Yesterday morning, I taught my students how we inserted a catheter into the tummy of a patient whose kidneys suddenly stopped working. If we didn't make an effort to dialyse him, I told them, he would die shortly. Nonetheless, we had to use a pretty sharp needle to pop open his tummy. That's painful. Indeed, it seems hard to imagine how we can do that without causing suffering. The point of getting my patient sedated was discussed. Some of my students worried about getting the patient into sleep; they would rather suggest a bigger dose of painkiller. But that may not be the whole story of pain management. In other words, pain becomes a less serious problem if it won't be remembered or anticipated over time. That is why sedative, I would argue, serves to make the pain go away.

Tuesday, March 4, 2014

Chirps and Beeps

Today there's no hospital area - day or night - that isn't noisy. Add to this spectrum of decibels all the increasing number of machines, like infusion pump alerts, monitors that sound when patients try to leave their beds, blood pressure and heart rate alarms. Add all the pagers and hospital telephones.
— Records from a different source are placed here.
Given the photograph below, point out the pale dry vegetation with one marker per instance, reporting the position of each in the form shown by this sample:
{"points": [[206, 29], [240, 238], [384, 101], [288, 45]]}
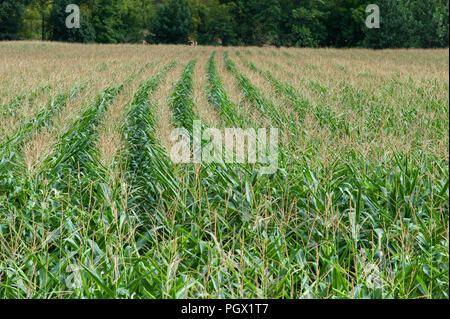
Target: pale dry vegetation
{"points": [[358, 207]]}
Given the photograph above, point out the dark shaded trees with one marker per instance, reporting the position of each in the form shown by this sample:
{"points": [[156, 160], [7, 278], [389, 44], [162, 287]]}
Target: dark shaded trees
{"points": [[59, 30], [173, 23], [11, 15]]}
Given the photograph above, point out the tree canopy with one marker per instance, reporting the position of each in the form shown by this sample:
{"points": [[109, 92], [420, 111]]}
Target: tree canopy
{"points": [[301, 23]]}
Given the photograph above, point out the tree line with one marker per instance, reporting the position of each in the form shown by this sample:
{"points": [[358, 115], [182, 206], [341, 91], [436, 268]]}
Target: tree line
{"points": [[298, 23]]}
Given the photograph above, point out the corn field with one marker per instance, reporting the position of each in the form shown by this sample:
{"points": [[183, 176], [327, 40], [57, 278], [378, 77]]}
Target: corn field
{"points": [[92, 206]]}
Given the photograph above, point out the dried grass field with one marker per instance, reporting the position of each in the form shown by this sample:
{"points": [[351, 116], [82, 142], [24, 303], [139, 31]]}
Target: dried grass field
{"points": [[92, 206]]}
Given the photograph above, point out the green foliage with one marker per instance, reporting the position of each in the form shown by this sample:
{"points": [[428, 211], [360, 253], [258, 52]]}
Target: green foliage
{"points": [[173, 22], [407, 24], [11, 14], [59, 31], [305, 23]]}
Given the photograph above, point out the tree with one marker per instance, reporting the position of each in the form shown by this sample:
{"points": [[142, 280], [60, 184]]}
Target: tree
{"points": [[395, 26], [43, 7], [173, 23], [11, 15], [213, 23], [57, 24], [106, 21]]}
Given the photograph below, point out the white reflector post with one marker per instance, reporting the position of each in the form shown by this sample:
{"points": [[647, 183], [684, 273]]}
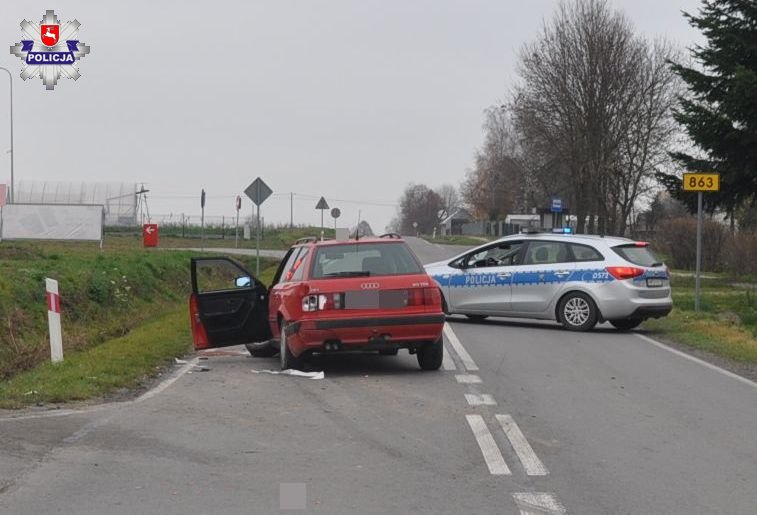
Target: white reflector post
{"points": [[53, 319]]}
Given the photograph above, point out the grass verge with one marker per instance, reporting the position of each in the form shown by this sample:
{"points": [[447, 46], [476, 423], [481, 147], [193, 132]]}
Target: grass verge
{"points": [[726, 324], [124, 362]]}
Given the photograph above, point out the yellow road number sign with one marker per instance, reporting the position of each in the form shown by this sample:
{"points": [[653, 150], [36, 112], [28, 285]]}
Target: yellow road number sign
{"points": [[701, 182]]}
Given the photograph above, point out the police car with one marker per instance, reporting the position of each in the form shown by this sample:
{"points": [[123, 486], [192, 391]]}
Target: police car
{"points": [[578, 280]]}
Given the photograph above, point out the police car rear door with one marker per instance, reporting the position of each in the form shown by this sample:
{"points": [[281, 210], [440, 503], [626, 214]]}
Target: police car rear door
{"points": [[547, 267], [482, 283]]}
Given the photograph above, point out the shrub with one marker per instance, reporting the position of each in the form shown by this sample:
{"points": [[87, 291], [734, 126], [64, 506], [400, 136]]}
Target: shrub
{"points": [[677, 238]]}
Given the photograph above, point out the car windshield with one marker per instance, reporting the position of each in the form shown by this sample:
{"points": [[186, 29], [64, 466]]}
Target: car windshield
{"points": [[638, 255], [363, 259]]}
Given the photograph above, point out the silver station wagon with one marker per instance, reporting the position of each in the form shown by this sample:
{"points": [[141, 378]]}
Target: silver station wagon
{"points": [[578, 280]]}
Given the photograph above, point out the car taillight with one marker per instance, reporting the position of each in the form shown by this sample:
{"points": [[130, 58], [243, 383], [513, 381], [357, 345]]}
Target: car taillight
{"points": [[625, 272], [322, 302]]}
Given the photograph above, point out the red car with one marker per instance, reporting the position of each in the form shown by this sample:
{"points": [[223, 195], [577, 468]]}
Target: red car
{"points": [[328, 296]]}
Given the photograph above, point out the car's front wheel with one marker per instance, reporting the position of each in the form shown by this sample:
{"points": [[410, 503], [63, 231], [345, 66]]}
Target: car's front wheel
{"points": [[626, 324], [430, 356], [577, 312], [287, 358]]}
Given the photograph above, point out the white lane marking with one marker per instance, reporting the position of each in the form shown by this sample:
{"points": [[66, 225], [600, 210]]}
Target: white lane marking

Ultimately the (health care worker) attention deficit-(alarm and noise) hyperactivity disorder prevails.

As a new article in the Journal of the American Medical Association states, a tenet of medical alarm is that "the alarm activates only when a serious problem develops." As the level and complexity of patient care increase, unfortunately, more and more alerts have been invented. And no wonder: many of us believe hospital alarms should improve patient safety. This is true for critical alarms. On the other hand, many of the current alerts - visual or audible - probably don't bother a doctor or nurse that much, and are often disabled (such as a pop-up message about a patient's history of hepatitis) or muted (as is the case with a patient who triggers an alarm after minor movement in bed).

Simply put, we are caught up in a chaotic maze of cues, signals and noise. Whether we realize it or not, most of the modern hospital alerts are hyperactive enough to cause attention deficit or alarm fatigue. And the last thing we want to see is a man found dead in his hospital bed with a cardiac monitor that has been set to mute.